Figure 7. Expression of Drp1 R247A/E delays cell death

(A, B) HeLa cells were transfected with an empty vector (pCI) or with plasmids encoding Bcl-2, Drp1 WT or Drp1 R247E. 72 h later, cell cultures were treated with 3 μM Act D (A) or UV- irradiated (60 mJ/cm²) (B) and apoptosis quantified 6 h later by Annexin V staining and FACS analysis. Values are the average of six independent experiments ± S.E. **: p < 0.01; ***: p < 0.001; (n.s.), not significant. (C) Model explaining the role of mitochondrial membrane hemifission or hemifusion intermediates in Bax oligomerization. During apoptosis, Bax is recruited to the outer mitochondrial membrane by tBid (or other BH3 only proteins) where it inserts.

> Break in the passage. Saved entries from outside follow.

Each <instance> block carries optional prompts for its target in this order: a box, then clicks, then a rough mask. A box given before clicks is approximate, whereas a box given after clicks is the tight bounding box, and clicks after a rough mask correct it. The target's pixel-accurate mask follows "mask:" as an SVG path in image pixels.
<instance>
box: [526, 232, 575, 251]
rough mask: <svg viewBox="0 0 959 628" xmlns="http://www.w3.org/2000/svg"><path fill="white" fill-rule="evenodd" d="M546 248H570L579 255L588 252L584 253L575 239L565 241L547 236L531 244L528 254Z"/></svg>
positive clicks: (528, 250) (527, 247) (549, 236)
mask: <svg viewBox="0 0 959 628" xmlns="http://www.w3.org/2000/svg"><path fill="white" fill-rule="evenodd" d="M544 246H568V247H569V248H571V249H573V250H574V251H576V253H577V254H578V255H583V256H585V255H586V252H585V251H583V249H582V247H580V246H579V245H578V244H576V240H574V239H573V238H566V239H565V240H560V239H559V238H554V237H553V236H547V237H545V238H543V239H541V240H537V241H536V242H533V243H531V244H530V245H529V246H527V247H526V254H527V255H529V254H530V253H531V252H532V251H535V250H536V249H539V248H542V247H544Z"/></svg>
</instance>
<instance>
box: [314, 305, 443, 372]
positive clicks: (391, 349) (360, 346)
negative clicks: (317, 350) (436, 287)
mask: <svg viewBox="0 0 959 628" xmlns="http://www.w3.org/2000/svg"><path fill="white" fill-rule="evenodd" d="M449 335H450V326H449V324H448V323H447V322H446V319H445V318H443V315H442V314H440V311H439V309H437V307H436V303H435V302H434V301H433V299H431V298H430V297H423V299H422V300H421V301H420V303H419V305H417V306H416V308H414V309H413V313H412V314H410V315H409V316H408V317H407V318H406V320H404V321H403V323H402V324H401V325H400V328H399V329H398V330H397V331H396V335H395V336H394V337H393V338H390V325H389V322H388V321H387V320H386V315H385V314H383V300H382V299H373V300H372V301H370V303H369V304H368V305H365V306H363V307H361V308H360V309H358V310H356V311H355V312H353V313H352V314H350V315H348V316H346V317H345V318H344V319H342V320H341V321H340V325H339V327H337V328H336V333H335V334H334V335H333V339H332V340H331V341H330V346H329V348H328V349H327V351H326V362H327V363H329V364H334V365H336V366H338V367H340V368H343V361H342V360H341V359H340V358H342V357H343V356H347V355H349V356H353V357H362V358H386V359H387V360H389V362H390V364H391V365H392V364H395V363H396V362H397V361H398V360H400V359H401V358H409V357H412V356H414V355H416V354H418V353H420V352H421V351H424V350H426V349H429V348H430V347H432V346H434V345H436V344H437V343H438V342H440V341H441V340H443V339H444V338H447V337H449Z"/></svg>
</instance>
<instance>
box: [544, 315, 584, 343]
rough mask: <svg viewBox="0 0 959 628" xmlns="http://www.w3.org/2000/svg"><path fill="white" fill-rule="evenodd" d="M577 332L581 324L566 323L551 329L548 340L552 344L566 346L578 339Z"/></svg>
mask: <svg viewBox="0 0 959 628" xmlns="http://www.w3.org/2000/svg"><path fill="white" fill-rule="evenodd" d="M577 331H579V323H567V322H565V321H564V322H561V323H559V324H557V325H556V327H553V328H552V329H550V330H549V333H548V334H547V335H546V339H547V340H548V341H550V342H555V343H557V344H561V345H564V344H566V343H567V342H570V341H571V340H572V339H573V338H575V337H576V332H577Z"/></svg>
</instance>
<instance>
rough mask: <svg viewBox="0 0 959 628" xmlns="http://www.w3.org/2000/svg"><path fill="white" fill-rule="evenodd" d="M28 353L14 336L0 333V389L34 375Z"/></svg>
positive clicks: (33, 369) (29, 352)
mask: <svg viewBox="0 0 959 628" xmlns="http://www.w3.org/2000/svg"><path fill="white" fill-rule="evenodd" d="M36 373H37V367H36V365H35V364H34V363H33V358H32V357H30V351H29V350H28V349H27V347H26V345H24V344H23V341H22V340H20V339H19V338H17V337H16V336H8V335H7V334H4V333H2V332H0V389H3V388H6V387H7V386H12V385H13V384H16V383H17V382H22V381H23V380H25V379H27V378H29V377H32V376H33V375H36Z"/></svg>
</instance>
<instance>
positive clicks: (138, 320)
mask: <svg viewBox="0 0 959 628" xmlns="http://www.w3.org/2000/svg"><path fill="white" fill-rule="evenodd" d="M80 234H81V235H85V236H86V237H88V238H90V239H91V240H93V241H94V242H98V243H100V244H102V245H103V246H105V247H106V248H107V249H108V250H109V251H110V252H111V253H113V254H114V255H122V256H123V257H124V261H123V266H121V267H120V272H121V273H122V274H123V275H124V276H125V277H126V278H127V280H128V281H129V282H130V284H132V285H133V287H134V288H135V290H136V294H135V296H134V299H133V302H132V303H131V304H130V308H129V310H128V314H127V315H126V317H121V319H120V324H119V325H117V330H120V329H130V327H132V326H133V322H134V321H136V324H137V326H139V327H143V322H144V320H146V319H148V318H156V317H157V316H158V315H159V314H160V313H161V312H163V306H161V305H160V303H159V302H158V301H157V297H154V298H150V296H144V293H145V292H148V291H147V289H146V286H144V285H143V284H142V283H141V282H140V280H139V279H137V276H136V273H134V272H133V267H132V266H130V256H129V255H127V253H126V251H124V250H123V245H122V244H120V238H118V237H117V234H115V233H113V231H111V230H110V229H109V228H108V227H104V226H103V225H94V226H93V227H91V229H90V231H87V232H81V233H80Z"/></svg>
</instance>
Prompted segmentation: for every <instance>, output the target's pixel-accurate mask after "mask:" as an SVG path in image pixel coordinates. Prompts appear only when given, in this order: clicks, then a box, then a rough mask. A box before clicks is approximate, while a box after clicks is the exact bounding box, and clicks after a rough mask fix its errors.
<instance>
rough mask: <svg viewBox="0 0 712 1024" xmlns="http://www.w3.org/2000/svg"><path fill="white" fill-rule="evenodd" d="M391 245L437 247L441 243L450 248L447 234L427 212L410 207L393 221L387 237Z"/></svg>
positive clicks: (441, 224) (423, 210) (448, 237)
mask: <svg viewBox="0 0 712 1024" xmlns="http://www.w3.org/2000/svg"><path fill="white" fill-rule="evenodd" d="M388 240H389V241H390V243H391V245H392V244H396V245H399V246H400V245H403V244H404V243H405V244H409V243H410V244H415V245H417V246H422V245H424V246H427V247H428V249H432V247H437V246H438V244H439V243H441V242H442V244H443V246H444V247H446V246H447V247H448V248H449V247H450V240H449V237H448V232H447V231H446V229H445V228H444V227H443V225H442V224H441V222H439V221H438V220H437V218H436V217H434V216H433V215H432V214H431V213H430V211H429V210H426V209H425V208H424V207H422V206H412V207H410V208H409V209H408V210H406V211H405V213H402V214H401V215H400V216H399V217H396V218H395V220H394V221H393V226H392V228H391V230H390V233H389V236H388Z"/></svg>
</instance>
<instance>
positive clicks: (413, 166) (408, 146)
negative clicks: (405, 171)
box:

At the same time, Drp1 constricts the organelle as indicated by red arrowheads, triggering the formation of a hemifission intermediate. This membrane remodeling (dark brown part of the membrane) promotes Bax oligomerization. We speculate that contact sites between the inner and outer membranes, that are enriched in CL, could also be privileged sites for the formation of hemifusion intermediates, independently of Drp1. Contact sites could therefore represent additional sites in which Bax oligomerization would occur.